4. Lame ducks refer to the phase of saturation and degeneration. They do not have a large market share or high growth rates. As long as they make a profit, it is recommended to invest it in “question marks” or “stars”. If there are concerns that these SPEs will fall into the loss zone, it makes sense to carry out a disinvestment strategy and exclude them from the enterprise’s portfolio over a certain period of time.

Advantages of the model: the ability to mentally structure and visually represent the strategic problems of an enterprise; suitability as a model for generating strategies (helps to draw management's attention to the future of the enterprise); ease of use; indicators: market share and growth rates are determined, as a rule, without much difficulty.

Disadvantages of the model: SPEs are assessed only according to two criteria; other factors, such as quality, marketing costs and investment intensity, are left unaddressed. Using a matrix of four fields, it is impossible to accurately evaluate products in the middle position, and in practice this is precisely what is needed most often.

Model: “market attractiveness – competitive advantages.”

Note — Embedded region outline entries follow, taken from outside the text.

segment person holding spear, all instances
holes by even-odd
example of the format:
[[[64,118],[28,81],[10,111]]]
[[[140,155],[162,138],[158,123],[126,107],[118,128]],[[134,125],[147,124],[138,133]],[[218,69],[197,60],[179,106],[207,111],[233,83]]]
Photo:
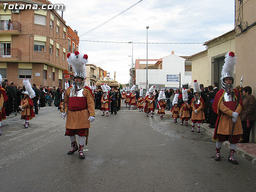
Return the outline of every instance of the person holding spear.
[[[220,160],[220,148],[223,142],[228,140],[230,151],[228,161],[238,164],[234,158],[236,144],[242,140],[243,129],[239,114],[244,110],[241,94],[234,89],[234,73],[236,64],[236,57],[233,52],[226,55],[221,72],[222,89],[217,92],[212,104],[212,109],[218,115],[213,140],[216,141],[215,160]],[[242,77],[240,89],[242,86]]]

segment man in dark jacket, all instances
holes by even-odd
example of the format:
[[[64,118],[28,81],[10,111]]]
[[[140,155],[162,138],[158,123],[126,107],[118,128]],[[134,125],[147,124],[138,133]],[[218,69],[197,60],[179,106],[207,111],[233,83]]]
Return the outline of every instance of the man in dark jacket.
[[[40,96],[40,91],[36,87],[36,84],[33,84],[32,88],[34,91],[35,92],[35,94],[36,94],[35,97],[32,99],[32,100],[33,100],[33,103],[34,103],[34,106],[35,107],[35,114],[38,114],[38,105],[37,104],[37,102],[38,101]]]

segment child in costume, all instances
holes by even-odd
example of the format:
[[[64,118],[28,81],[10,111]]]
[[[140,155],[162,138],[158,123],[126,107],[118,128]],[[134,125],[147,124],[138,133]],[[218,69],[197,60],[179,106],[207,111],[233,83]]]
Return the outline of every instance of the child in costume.
[[[31,99],[35,97],[36,94],[28,79],[24,79],[23,84],[26,88],[26,91],[22,91],[22,94],[24,94],[24,98],[20,102],[19,108],[21,110],[21,119],[25,120],[24,126],[24,128],[27,128],[29,125],[29,120],[36,116],[33,110],[33,101]]]
[[[163,119],[164,114],[165,114],[165,112],[164,112],[164,108],[166,106],[166,102],[164,102],[164,90],[162,90],[160,91],[159,93],[159,95],[158,96],[158,104],[157,105],[157,107],[158,109],[158,110],[157,112],[158,114],[160,114],[160,118],[161,119]]]
[[[185,125],[186,126],[188,126],[188,121],[190,118],[190,115],[189,113],[189,110],[190,107],[189,104],[188,102],[188,93],[187,93],[187,90],[185,88],[182,89],[182,99],[184,103],[182,104],[180,106],[180,120],[181,120],[181,125],[183,124],[184,120],[186,121]]]
[[[196,80],[194,81],[194,98],[191,100],[190,108],[192,110],[191,121],[192,128],[191,132],[194,132],[195,124],[197,123],[197,132],[200,133],[201,124],[205,120],[204,109],[205,104],[204,100],[200,95],[200,89],[199,83]]]
[[[179,113],[180,113],[180,108],[179,108],[179,104],[178,101],[178,98],[179,97],[179,94],[176,93],[174,95],[174,97],[173,98],[173,101],[172,101],[172,104],[173,107],[171,110],[171,112],[172,112],[172,117],[173,118],[174,121],[174,123],[176,123],[177,118],[180,118]]]
[[[105,115],[105,112],[106,111],[106,116],[108,117],[108,111],[110,109],[109,106],[109,102],[110,101],[109,96],[108,94],[108,90],[105,85],[102,84],[101,87],[103,92],[103,94],[101,97],[101,100],[100,100],[100,102],[102,103],[102,104],[101,104],[101,107],[100,109],[100,110],[103,111],[103,113],[101,115],[102,116],[104,116]]]
[[[140,97],[138,100],[138,104],[137,105],[137,107],[139,108],[139,111],[142,111],[143,108],[144,107],[144,105],[143,103],[144,102],[144,100],[142,98],[142,94],[143,94],[143,89],[142,88],[140,88]]]

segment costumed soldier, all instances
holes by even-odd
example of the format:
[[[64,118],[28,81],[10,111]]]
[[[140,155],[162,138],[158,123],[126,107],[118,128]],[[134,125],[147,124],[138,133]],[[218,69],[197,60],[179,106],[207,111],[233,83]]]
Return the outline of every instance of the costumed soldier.
[[[189,110],[190,107],[189,104],[188,102],[188,93],[187,90],[185,88],[182,89],[182,99],[184,102],[184,103],[182,104],[180,106],[180,120],[181,123],[180,124],[183,124],[184,120],[186,121],[185,125],[186,126],[188,126],[188,122],[190,118],[190,115],[189,114]]]
[[[131,88],[130,90],[132,92],[131,93],[131,99],[129,102],[129,108],[130,106],[132,105],[133,110],[135,109],[135,106],[136,105],[136,94],[134,90],[136,86],[135,85],[133,85],[132,88]],[[129,109],[130,109],[130,108]]]
[[[147,113],[147,116],[148,116],[148,113],[150,112],[151,117],[153,117],[153,113],[154,112],[155,108],[154,108],[154,104],[155,103],[155,98],[153,96],[153,92],[155,89],[155,86],[152,85],[148,90],[148,94],[145,98],[145,102],[147,104],[147,106],[145,106],[145,109],[144,110],[144,112]],[[147,108],[146,109],[146,108]],[[146,111],[145,111],[145,110]]]
[[[197,132],[200,133],[201,124],[205,120],[205,116],[204,112],[204,109],[205,108],[205,104],[200,95],[201,90],[199,83],[196,80],[194,81],[193,86],[194,98],[192,99],[190,104],[190,108],[192,110],[191,132],[194,132],[195,124],[197,123]]]
[[[110,112],[111,114],[114,112],[115,115],[117,113],[117,104],[116,101],[118,99],[117,93],[114,90],[114,88],[112,87],[111,88],[111,91],[108,94],[109,98],[110,99]]]
[[[6,92],[4,88],[2,87],[2,82],[3,81],[3,78],[2,75],[0,74],[0,136],[2,135],[1,130],[1,123],[2,121],[4,119],[6,119],[6,117],[5,115],[5,110],[4,104],[6,102],[8,99],[8,97],[6,95]]]
[[[179,108],[179,94],[178,93],[176,93],[174,95],[174,97],[173,98],[173,101],[172,101],[172,105],[173,107],[171,110],[171,112],[172,115],[172,117],[173,118],[173,120],[174,121],[174,123],[176,123],[177,121],[177,118],[180,118],[179,114],[180,113],[180,108]]]
[[[158,104],[157,104],[157,107],[158,109],[157,113],[158,114],[160,114],[160,118],[161,119],[164,118],[164,114],[165,114],[164,109],[166,106],[166,102],[164,102],[164,96],[165,96],[164,95],[164,91],[162,90],[159,93],[159,95],[158,97]],[[166,99],[166,97],[165,98]]]
[[[102,116],[104,116],[105,115],[105,112],[106,111],[106,116],[108,116],[108,111],[110,110],[109,102],[110,99],[109,96],[108,94],[108,90],[106,88],[104,85],[101,85],[101,90],[103,92],[103,94],[101,97],[101,100],[100,102],[102,103],[101,107],[100,109],[101,111],[103,111],[103,113]]]
[[[67,55],[68,62],[75,71],[73,84],[66,91],[64,97],[64,110],[62,117],[67,116],[65,135],[69,136],[72,148],[68,152],[71,155],[78,150],[79,158],[84,159],[83,152],[87,145],[90,122],[94,120],[95,112],[93,94],[91,89],[85,82],[86,71],[85,64],[88,62],[87,55],[76,51]],[[78,136],[79,147],[76,140],[76,135]]]
[[[137,107],[139,108],[139,111],[142,111],[144,107],[144,100],[142,98],[142,94],[143,94],[143,89],[140,88],[140,97],[138,100],[138,104],[137,105]]]
[[[123,92],[122,93],[122,102],[124,102],[125,101],[125,95],[126,92],[124,89],[123,89]]]
[[[131,99],[131,94],[130,93],[130,88],[127,87],[127,88],[126,94],[125,94],[125,97],[124,97],[124,99],[125,99],[124,102],[125,103],[126,107],[127,107],[127,104],[129,104],[130,100]],[[128,106],[129,109],[130,109],[130,106],[129,105]]]
[[[215,160],[218,161],[220,160],[220,151],[222,142],[228,140],[230,143],[228,160],[234,164],[238,164],[234,158],[236,144],[240,140],[242,140],[243,129],[239,115],[244,109],[241,97],[238,96],[240,92],[233,89],[233,77],[236,59],[233,52],[226,54],[221,72],[222,88],[216,94],[212,105],[212,109],[218,115],[213,136],[213,140],[216,141]],[[234,132],[230,141],[233,124]]]
[[[25,120],[24,128],[27,128],[29,125],[29,120],[36,116],[33,110],[34,103],[31,99],[35,97],[36,94],[28,79],[24,79],[23,80],[23,84],[25,86],[26,91],[23,91],[22,93],[24,94],[24,98],[21,100],[20,106],[19,107],[21,110],[20,118]]]

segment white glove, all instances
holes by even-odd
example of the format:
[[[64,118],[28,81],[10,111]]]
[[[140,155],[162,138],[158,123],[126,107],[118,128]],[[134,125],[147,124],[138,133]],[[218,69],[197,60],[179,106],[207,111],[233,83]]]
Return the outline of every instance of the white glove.
[[[237,121],[237,118],[238,116],[238,114],[236,112],[233,112],[232,113],[232,122],[235,123]]]
[[[66,117],[66,115],[67,115],[67,112],[65,112],[65,113],[62,113],[62,117],[63,118],[65,118]]]
[[[93,116],[90,116],[89,117],[88,120],[90,120],[90,122],[92,122],[94,120],[94,119],[95,119],[95,118]]]

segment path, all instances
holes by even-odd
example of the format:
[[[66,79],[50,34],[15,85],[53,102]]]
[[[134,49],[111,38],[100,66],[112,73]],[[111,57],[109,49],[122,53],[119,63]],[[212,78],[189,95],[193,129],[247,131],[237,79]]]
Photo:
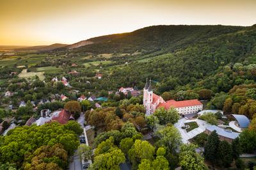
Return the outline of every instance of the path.
[[[234,130],[235,130],[236,131],[238,132],[242,132],[242,129],[241,129],[241,128],[237,127],[235,124],[236,121],[231,121],[230,122],[229,122],[229,126],[233,128]]]
[[[182,127],[184,126],[185,123],[192,121],[196,121],[198,125],[198,127],[189,132],[187,132],[185,129],[182,128]],[[209,124],[202,120],[187,120],[186,118],[182,118],[179,120],[177,123],[174,124],[174,126],[179,130],[181,134],[182,141],[183,143],[189,143],[189,141],[188,141],[189,139],[192,139],[199,134],[203,133],[205,131],[205,128],[209,125]]]

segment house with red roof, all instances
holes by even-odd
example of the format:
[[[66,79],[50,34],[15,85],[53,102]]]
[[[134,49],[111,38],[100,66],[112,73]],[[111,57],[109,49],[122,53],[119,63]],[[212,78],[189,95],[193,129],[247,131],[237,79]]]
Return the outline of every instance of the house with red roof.
[[[84,100],[86,100],[86,98],[87,98],[84,95],[83,95],[79,98],[77,98],[77,102],[81,102]]]
[[[51,121],[56,121],[60,124],[66,124],[68,120],[74,120],[73,116],[65,109],[62,109],[61,112],[52,116]]]
[[[65,95],[61,95],[60,96],[60,98],[61,98],[61,100],[62,100],[62,101],[65,101],[65,100],[66,100],[66,99],[68,98],[68,97],[66,97]]]
[[[68,82],[67,81],[63,80],[61,82],[64,84],[65,86],[68,86]]]
[[[146,84],[143,89],[143,105],[146,109],[146,114],[153,114],[156,110],[160,107],[169,109],[175,108],[180,115],[196,113],[203,109],[203,104],[197,99],[184,101],[175,101],[170,100],[164,101],[163,98],[153,93],[151,88],[151,80]]]

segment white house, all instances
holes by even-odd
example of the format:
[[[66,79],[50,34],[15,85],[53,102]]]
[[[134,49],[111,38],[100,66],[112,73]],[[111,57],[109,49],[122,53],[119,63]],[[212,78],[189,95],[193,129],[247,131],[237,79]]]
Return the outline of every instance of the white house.
[[[86,100],[86,97],[84,95],[81,95],[79,98],[77,98],[77,101],[79,102],[84,100]]]
[[[60,96],[60,98],[61,98],[62,101],[65,101],[65,100],[66,100],[66,99],[68,98],[65,95],[61,95]]]
[[[163,107],[164,109],[169,109],[174,107],[180,115],[196,113],[203,109],[203,104],[198,100],[188,100],[184,101],[175,101],[170,100],[164,101],[161,97],[153,93],[151,88],[151,80],[146,84],[143,89],[143,105],[146,109],[146,114],[153,114],[156,109]]]
[[[4,97],[12,97],[12,93],[10,91],[7,91],[4,93]]]

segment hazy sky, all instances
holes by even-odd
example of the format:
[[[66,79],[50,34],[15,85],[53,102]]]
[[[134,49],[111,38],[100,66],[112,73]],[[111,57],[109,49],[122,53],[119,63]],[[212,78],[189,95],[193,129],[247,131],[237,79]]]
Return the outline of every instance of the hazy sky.
[[[0,45],[72,43],[152,25],[256,24],[256,0],[0,0]]]

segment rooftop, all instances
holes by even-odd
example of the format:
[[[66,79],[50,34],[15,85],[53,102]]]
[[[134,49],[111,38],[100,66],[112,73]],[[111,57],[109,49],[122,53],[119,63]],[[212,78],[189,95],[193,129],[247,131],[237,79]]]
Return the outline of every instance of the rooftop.
[[[239,127],[241,128],[247,128],[250,124],[249,119],[242,114],[232,114],[239,124]]]
[[[210,132],[216,130],[216,133],[218,135],[229,138],[229,139],[235,139],[239,135],[239,133],[234,132],[232,132],[230,130],[225,130],[223,128],[221,128],[218,127],[215,125],[210,125],[209,127],[207,127],[206,129]]]

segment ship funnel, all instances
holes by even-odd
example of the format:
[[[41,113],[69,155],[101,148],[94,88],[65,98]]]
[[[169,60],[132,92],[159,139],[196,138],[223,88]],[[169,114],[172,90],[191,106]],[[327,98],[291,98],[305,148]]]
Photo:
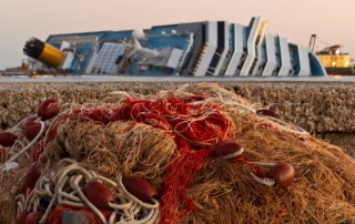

This model is a development of the model described above (Fig. 26).

The determining factors in the model are the attractiveness of the market, which consists of the characteristics of the market, market quality, other conditions, and competitive advantages, which are determined by the relative position of the company in the market, product potential, research potential, as well as the qualifications of managers and employees.

Advantages of the model: differentiated assessment of SPE is possible.

Disadvantages of the model: determining the factors of the model requires large quantity information; There may be differences in the assessment of SPE by different users.

Self-test questions for Chapter 8

1. What does the marketing service organize at an enterprise?

2. What is the functional structure of the organization of the marketing service of an enterprise?

3. What is it? market structure organization of an enterprise marketing service?

4. What makes up the culture of an enterprise?

5. Where to start strategic planning in Russian conditions?

6. What is a marketing strategy?

7. What is the essence of a strategy to gain or expand market share?

8. What is the innovation strategy based on?

9. Which businesses most often use a consumer personalization strategy?

10. What are the names of strategic production units (SPEs) that are in the growth phase of the “life cycle” of a product and bring great profits?

Review questions for Chapter 8

1. What (who) is the enterprise’s marketing service researching?

2. What strategy is being developed by the enterprise marketing service?

3. What is the underlying principle? commodity structure organizing an enterprise marketing service?

4. What is the geographical structure of the enterprise marketing service organization?

5. How many sections does the enterprise marketing plan contain?

6. Which section of the enterprise marketing plan is the first?

7. What is a differentiation strategy?

8. What is the diversification strategy based on?

9. What is the name of a strategy that involves planned and systematic processing of foreign markets?

10. What are the advantages of the market growth-market share model?